Il passa donc devant la loge sans s'y arrêter et tournant à gauche, il déboucha sur le boulevard Saint-Michel, tout près de la station où il avait pris la veille la voiture qui l'avait mené avec madame de Ganges, au rond-point des Champs-Élysées.
Avant d'y arriver, il en vit une arrêtée au coin de la rue Gay-Lussac, mais elle devait être occupée, car les stores étaient baissés et il lui fallut pousser jusqu'à la station de la rue de Médicis.
Cette fois aucune femme ne monta dans le fiacre qu'il choisit.
Ces aventures-là n'arrivent pas tous les jours.
Paul, bien entendu, n'avait pas oublié de se munir du portefeuille à lui confié par le pauvre marquis et il n'avait pas non plus laissé le sien dans son armoire à glace où ses billets de banque n'auraient pas été en sûreté.

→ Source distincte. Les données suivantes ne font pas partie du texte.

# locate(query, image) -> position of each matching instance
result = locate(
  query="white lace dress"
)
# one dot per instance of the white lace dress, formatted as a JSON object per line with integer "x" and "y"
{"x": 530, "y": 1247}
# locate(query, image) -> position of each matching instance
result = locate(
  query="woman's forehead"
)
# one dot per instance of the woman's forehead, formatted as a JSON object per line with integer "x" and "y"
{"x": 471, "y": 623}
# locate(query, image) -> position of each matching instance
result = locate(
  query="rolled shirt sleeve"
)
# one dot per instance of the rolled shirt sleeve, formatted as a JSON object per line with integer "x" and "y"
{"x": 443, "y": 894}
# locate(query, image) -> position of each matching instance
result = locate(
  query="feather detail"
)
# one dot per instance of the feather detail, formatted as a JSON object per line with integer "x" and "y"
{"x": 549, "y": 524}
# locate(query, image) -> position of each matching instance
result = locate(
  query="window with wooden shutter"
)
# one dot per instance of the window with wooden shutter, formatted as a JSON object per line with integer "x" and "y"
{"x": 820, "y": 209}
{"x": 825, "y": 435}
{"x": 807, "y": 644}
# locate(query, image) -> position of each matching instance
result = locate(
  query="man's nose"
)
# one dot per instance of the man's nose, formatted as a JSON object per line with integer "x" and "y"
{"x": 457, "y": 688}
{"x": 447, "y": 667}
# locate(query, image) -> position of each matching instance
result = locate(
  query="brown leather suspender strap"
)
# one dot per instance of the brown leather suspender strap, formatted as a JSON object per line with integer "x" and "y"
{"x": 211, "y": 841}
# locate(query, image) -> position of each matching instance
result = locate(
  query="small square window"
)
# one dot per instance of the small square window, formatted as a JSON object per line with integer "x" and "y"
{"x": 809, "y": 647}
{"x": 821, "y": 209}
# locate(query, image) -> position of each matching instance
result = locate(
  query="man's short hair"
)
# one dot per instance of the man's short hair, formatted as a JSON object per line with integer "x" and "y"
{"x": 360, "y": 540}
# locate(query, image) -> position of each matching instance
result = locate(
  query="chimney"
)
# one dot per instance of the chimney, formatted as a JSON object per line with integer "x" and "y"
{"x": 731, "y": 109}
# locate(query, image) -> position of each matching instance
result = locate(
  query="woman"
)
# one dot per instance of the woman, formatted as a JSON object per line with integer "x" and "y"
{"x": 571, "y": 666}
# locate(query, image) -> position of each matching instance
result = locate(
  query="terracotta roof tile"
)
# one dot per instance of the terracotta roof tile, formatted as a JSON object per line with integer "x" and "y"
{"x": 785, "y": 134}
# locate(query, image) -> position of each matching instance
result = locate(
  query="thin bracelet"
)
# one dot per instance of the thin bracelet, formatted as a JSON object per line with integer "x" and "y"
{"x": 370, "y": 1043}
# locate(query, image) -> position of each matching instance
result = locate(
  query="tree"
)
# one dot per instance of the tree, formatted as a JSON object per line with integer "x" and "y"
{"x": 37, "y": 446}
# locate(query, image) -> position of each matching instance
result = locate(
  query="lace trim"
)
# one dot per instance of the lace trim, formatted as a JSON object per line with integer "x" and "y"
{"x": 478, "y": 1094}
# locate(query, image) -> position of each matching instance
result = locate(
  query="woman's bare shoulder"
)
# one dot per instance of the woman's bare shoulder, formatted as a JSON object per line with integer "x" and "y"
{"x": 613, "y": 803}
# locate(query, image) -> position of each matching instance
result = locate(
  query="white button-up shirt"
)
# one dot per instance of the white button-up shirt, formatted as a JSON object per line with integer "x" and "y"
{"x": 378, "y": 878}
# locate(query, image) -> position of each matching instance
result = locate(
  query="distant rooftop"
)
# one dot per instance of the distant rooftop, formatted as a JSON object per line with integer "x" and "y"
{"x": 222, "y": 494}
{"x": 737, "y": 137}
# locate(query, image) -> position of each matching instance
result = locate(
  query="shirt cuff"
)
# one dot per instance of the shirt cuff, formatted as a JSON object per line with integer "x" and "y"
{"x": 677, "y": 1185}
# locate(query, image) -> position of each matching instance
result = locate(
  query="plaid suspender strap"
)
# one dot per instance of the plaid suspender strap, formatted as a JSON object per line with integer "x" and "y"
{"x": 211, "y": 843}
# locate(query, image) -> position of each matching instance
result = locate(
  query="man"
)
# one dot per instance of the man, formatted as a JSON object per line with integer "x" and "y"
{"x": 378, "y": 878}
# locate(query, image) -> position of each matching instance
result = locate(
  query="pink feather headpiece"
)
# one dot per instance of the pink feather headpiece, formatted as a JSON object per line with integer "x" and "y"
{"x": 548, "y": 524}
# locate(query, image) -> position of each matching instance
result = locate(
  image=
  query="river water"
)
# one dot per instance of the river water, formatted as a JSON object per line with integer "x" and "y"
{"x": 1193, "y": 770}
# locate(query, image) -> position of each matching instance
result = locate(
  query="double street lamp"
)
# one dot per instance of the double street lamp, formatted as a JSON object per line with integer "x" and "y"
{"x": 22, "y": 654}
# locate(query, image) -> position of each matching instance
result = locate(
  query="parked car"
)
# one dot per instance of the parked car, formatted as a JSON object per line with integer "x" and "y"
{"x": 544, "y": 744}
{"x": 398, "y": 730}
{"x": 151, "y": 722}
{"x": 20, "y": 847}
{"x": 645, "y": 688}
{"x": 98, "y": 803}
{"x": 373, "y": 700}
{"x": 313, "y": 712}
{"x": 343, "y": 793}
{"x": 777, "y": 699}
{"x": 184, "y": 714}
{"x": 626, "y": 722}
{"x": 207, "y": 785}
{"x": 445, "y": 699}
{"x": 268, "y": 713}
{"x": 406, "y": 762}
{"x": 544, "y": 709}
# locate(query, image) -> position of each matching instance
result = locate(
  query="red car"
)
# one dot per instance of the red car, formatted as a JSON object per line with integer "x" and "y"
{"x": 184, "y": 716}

Le voyage ne lui parut pas long, car il l'employa à se préparer à paraître devant la marquise, et plus le moment solennel approchait, moins il se sentait rassuré sur le résultat de la démarche qu'il allait tenter, démarche scabreuse s'il en fut.
D'abord, madame de Ganges consentirait-elle à le recevoir? Il commençait à en douter.
Sous quel prétexte et sous quel nom se présenterait-il? Elle savait qu'il s'appelait Paul Cormier. Il le lui avait dit. Peut-être était-ce une raison pour qu'elle lui fermât sa porte, si elle reconnaissait ce nom sur la carte qu'il remettrait au domestique chargé de répondre aux visiteurs.
Mieux valait sans doute se faire annoncer sous un nom inconnu d'elle, en ajoutant qu'il avait absolument besoin de l'entretenir d'affaires graves et urgentes.